Just trying to wrap my head around the connection between the LogN and the N distributions when it comes to the X percentile for capital calculation. My confusion stems from the fact that the X percentile is explained based on the LogN distribution for loss over one year (depicted in Figure 6.2) whereas the calculation is based on the N distribution: am I right thinking that even though the X percentile e.g. 99.9 % Basel is calculated based on the N distribution and it does not correspond to the 99.9% percentile in the LogN?
 

gsarm1987

FRM Content Developer
Staff member
Subscriber
@FPare4571 please allow me to answer: The X percentile used for capital calculation can be based on the Normal distribution or the LogNormal distribution. It depends on the context and the underlying assumption about the distribution of data. Percentiles in both distributions represent the value below which a certain percentage of the data falls.
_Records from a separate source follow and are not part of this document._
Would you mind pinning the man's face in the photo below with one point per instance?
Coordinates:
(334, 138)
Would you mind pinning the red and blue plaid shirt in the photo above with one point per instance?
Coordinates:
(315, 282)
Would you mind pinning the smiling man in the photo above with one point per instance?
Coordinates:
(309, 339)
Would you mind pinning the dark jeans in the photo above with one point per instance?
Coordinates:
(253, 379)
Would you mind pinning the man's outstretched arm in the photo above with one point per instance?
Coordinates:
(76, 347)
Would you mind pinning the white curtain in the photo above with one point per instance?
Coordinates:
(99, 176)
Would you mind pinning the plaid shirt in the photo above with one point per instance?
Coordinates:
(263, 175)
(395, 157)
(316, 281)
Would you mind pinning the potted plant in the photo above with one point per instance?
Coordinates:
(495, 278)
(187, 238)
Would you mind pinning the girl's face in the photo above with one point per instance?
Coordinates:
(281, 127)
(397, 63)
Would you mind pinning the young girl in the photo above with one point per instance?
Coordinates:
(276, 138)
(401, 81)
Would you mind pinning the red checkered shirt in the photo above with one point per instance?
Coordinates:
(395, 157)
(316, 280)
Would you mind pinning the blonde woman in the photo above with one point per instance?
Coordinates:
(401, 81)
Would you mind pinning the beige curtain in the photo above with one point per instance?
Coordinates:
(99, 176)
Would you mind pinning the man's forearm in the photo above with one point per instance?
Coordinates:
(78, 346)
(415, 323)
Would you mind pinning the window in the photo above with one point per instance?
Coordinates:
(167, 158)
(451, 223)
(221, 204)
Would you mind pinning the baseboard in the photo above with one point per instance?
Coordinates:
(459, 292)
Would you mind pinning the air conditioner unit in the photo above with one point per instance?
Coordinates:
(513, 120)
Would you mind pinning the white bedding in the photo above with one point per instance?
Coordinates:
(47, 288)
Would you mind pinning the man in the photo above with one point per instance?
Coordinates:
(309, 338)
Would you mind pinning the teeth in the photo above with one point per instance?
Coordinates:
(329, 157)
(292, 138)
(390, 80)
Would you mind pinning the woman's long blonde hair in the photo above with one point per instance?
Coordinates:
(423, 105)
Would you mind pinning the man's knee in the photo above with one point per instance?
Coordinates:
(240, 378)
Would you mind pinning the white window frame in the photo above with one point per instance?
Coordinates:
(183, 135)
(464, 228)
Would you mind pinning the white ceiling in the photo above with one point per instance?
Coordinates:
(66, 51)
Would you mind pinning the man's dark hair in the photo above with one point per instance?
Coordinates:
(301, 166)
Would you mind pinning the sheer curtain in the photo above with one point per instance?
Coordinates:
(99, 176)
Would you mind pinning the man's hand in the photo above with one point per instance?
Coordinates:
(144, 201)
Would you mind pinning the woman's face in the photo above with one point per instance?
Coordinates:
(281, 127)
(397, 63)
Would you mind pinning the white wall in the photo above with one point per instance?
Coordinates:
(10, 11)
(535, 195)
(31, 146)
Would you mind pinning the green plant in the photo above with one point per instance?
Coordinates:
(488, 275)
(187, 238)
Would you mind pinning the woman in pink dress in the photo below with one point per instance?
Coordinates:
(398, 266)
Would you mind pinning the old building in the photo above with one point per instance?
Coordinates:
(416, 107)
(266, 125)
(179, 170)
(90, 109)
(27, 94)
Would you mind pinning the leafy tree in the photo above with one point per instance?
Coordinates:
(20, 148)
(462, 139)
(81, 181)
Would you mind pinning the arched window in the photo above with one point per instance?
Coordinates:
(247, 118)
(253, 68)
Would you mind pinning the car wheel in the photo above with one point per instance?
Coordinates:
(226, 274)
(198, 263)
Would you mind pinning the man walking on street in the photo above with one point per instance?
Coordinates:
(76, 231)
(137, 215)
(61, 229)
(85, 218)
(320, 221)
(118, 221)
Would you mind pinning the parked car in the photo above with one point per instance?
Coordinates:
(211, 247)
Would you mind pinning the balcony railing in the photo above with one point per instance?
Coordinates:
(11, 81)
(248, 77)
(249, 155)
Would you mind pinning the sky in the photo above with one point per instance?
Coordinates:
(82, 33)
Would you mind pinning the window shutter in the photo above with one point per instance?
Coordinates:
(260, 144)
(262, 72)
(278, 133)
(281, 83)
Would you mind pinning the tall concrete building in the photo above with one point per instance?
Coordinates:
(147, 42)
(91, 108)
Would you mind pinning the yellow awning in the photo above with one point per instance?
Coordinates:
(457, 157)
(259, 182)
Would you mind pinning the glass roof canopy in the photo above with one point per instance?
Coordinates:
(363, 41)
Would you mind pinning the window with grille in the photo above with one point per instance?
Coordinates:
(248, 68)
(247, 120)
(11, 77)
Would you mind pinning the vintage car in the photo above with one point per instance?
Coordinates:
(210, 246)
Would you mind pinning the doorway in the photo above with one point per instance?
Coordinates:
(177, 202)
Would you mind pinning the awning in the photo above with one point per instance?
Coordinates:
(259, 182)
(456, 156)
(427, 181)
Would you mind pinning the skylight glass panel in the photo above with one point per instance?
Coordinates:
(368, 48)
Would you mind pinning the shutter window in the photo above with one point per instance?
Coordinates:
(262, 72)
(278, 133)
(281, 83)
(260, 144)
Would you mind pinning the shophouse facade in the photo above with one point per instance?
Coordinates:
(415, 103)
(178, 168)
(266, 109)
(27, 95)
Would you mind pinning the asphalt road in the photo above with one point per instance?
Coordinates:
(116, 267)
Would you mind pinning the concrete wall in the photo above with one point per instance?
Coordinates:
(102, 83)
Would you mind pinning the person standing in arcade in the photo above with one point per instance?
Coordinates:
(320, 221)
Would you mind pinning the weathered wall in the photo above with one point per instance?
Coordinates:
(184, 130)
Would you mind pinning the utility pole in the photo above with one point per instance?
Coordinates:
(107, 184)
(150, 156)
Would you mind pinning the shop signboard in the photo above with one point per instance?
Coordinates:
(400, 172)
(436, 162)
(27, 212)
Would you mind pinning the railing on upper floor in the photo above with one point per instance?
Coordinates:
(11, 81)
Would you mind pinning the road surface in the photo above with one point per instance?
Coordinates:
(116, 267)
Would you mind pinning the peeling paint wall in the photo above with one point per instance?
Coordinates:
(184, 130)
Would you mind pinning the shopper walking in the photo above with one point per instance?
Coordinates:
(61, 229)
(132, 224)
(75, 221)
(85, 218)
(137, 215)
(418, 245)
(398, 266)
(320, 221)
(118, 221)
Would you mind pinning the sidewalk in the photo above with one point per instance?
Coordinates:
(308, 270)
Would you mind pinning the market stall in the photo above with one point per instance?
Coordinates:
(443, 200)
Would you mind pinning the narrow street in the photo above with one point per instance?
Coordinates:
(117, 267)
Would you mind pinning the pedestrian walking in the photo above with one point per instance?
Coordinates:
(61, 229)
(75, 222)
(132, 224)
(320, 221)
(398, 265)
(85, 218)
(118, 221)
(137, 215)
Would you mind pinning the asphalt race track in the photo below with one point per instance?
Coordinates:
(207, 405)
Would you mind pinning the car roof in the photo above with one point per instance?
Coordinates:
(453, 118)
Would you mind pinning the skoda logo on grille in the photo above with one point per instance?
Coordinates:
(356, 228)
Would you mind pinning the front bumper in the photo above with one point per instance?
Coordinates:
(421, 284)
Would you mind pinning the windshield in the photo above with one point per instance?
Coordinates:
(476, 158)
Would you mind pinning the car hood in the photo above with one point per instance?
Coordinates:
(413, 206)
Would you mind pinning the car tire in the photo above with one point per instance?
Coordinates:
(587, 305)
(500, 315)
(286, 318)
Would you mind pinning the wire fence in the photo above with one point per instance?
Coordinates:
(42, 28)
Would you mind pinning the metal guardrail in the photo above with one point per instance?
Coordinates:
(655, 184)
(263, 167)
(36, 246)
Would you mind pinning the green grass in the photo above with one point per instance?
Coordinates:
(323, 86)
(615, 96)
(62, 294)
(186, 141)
Normal distribution is indeed a simplification for risk modeling in many cases, but when we are dealing with data that follows a Log-Normal distribution, percentiles are calculated based on that distribution, not the Normal distribution.

like in Basil II, default risk calculated at 99.9% confidence level for one-year time horizon similar to IRB approach

Basel III, the calculations are typically performed based on the Normal distribution (N) assumption, not the LogNormal distribution (LogN). The reason for this choice is often for simplification and regulatory consistency.